Activation functions
Sigmoid
The sigmoid (logistic) function maps real-valued inputs to the interval \((0, 1)\), producing a smooth S-shaped curve. It is differentiable everywhere and its derivative can be written in terms of the function itself. The function saturates for large \(|x|\), which can lead to very small gradients (vanishing gradient problem).
It is defined as
\[
\sigma(x) = \frac{1}{1 + e^{-x}}
\]
Its derivative is
\[
\frac{d}{dx}\sigma(x) = \sigma(x)\bigl(1 - \sigma(x)\bigr)
\]
Here is the step-by-step derivation
\[
\begin{align*}
\sigma(x) &= \frac{1}{1 + e^{-x}} \\[1em]

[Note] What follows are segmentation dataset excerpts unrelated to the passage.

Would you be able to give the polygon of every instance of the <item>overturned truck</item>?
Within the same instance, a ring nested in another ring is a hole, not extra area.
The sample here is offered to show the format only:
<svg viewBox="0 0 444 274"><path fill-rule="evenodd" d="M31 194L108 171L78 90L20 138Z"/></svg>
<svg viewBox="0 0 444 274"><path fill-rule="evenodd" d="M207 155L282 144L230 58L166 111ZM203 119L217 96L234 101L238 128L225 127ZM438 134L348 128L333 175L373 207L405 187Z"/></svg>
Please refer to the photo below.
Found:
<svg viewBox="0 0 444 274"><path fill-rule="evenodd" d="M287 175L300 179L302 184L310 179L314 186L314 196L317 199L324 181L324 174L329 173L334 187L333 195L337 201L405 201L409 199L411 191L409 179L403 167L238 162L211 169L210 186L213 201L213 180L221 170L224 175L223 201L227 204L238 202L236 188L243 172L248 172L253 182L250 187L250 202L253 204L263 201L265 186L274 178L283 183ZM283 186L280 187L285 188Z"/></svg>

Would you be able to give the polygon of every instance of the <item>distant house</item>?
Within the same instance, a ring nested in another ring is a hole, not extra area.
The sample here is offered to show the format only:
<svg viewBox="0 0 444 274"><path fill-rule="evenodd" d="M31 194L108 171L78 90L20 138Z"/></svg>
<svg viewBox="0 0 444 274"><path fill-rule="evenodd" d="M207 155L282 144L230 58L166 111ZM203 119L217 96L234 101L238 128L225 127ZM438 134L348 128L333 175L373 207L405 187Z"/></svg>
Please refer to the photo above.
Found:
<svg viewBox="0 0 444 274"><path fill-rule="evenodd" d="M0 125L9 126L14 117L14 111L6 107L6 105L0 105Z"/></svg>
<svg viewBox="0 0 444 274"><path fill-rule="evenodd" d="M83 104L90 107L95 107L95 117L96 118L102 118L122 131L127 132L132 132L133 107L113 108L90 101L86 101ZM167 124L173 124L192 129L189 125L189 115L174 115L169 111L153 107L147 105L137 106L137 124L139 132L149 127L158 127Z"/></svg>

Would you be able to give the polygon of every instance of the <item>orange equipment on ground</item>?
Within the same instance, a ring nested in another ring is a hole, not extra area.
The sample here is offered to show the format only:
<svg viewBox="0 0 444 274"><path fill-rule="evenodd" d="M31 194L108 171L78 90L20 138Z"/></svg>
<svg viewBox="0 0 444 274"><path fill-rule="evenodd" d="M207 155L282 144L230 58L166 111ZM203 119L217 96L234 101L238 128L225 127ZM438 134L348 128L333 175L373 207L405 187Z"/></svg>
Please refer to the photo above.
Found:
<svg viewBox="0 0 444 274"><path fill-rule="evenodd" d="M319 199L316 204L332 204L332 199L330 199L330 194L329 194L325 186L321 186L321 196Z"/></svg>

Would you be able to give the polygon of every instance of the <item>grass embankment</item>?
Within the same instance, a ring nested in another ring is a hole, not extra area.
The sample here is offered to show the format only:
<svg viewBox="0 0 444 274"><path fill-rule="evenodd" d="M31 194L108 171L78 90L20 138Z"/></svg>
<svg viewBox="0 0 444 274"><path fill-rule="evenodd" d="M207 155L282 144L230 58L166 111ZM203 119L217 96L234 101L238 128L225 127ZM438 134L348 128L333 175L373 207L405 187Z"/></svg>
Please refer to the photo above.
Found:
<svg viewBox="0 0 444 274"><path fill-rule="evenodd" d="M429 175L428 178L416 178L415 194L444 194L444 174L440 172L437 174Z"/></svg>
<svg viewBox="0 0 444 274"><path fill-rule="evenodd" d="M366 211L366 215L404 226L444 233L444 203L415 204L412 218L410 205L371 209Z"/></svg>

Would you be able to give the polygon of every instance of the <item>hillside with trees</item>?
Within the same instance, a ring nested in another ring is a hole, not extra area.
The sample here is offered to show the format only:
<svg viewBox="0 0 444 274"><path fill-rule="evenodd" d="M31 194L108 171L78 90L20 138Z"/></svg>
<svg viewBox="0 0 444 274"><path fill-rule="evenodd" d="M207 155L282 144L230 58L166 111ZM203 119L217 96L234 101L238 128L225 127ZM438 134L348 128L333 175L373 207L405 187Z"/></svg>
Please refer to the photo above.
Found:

\frac{d}{dx}\sigma(x) &= \frac{d}{dx}\left(\frac{1}{1 + e^{-x}}\right) = \frac{d}{dx}\left((1 + e^{-x})^{-1}\right) \\[1em]
&= (-1)(1 + e^{-x})^{-2}\cdot \frac{d}{dx}(1 + e^{-x}) = (-1)(1 + e^{-x})^{-2}\cdot(-e^{-x}) \\[1em]
&= \frac{e^{-x}}{(1 + e^{-x})^2} = \frac{1}{1+e^{-x}} \cdot \frac{e^{-x}}{1+e^{-x}} \\[1em]
&= \sigma(x)\frac{e^{-x}}{1+e^{-x}} = \sigma(x)\frac{1+e^{-x}-1}{1+e^{-x}} = \sigma(x)\left(\frac{1+e^{-x}}{1+e^{-x}} - \frac{1}{1+e^{-x}}\right) \\[1em]
&= \sigma(x)\bigl(1-\sigma(x)\bigr)
\end{align*}
\]